Était-ce un enfer ? Était-ce un paradis ? ... Question d'âge et question d'appréciation. Question d'âge surtout.

Charadaï, actuellement nœud ferroviaire, se nommait, en 1906, le kilomètre vingt-cinq de la ligne de chemin de fer qui devait se construire et relier la Sabana à Puerto-Barranquéras, dans le Chaco Austral. On donna, par la suite, à la gare, le nom de la tribu indienne qui peuplait ces forêts avant l'arrivée du rail.

Il n'y avait alors en ce lieu que la forêt de québrachos rouges non encore déflorée, quelques lagunes voisines et mon petit « rancho ».

Ce qu'il y a d'indiscutable, c'est que la vie y était rude, qu'il fallait être jeune, avoir de la foi et de la ténacité pour y demeurer.

Un enfer, cet été austral avec ses chaleurs torrides, ses tornades, ses nuées de gros moustiques noirs qui s'abattaient sur les bêtes et sur les humains pour y pomper le sang sans répit.
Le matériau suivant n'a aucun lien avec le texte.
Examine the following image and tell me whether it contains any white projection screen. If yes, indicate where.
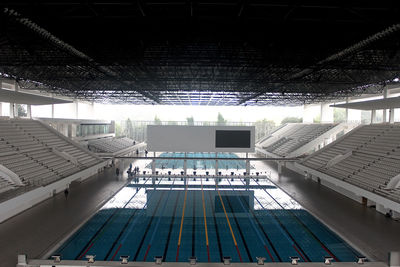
[147,125,255,152]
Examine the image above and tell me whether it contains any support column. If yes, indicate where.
[10,103,15,119]
[303,105,314,123]
[74,100,79,119]
[371,109,376,124]
[51,104,54,119]
[389,108,394,123]
[0,80,3,116]
[183,152,187,175]
[26,104,32,119]
[151,159,156,174]
[321,103,333,122]
[246,152,250,175]
[10,81,19,118]
[278,161,282,175]
[383,86,388,122]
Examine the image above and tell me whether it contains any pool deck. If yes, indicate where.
[0,157,400,267]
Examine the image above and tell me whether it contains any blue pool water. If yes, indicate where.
[146,152,250,170]
[51,177,359,262]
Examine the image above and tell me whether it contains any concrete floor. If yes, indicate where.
[0,158,400,267]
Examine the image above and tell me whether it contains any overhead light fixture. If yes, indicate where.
[51,254,61,262]
[357,256,367,264]
[86,255,96,263]
[154,256,163,265]
[256,257,266,265]
[119,255,129,264]
[324,256,333,265]
[289,256,300,265]
[189,256,197,265]
[222,256,232,265]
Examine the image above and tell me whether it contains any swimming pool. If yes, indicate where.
[51,177,359,262]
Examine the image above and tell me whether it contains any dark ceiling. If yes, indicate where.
[0,0,400,105]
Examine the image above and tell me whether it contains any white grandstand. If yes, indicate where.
[301,124,400,202]
[257,123,354,157]
[0,119,102,200]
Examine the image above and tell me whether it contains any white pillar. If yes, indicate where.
[215,152,218,175]
[278,161,282,175]
[74,100,79,119]
[151,159,156,174]
[371,109,376,124]
[383,86,388,122]
[13,81,19,117]
[10,103,15,119]
[321,103,333,122]
[0,80,3,116]
[26,104,32,119]
[303,105,315,123]
[389,108,394,123]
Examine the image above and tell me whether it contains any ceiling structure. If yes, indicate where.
[330,96,400,110]
[0,0,400,105]
[0,89,72,105]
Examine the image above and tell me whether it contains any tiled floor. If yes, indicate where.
[0,158,400,267]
C'étaient ces chiques qui vous obligeaient journellement à de petites opérations chirurgicales, sommaires il est vrai ; mais désagréables, pour extraire de vos pieds, sous vos ongles, ou d'ailleurs, ces boules d'œufs ou de larves de la grosseur d'un petit pois.

C'était la « polvorina », cette petite mouche vénéneuse, de la taille d'une puce, qui traversait les moustiquaires les plus serrées pour vous couvrir le visage et la poitrine de petits points rouges douloureux.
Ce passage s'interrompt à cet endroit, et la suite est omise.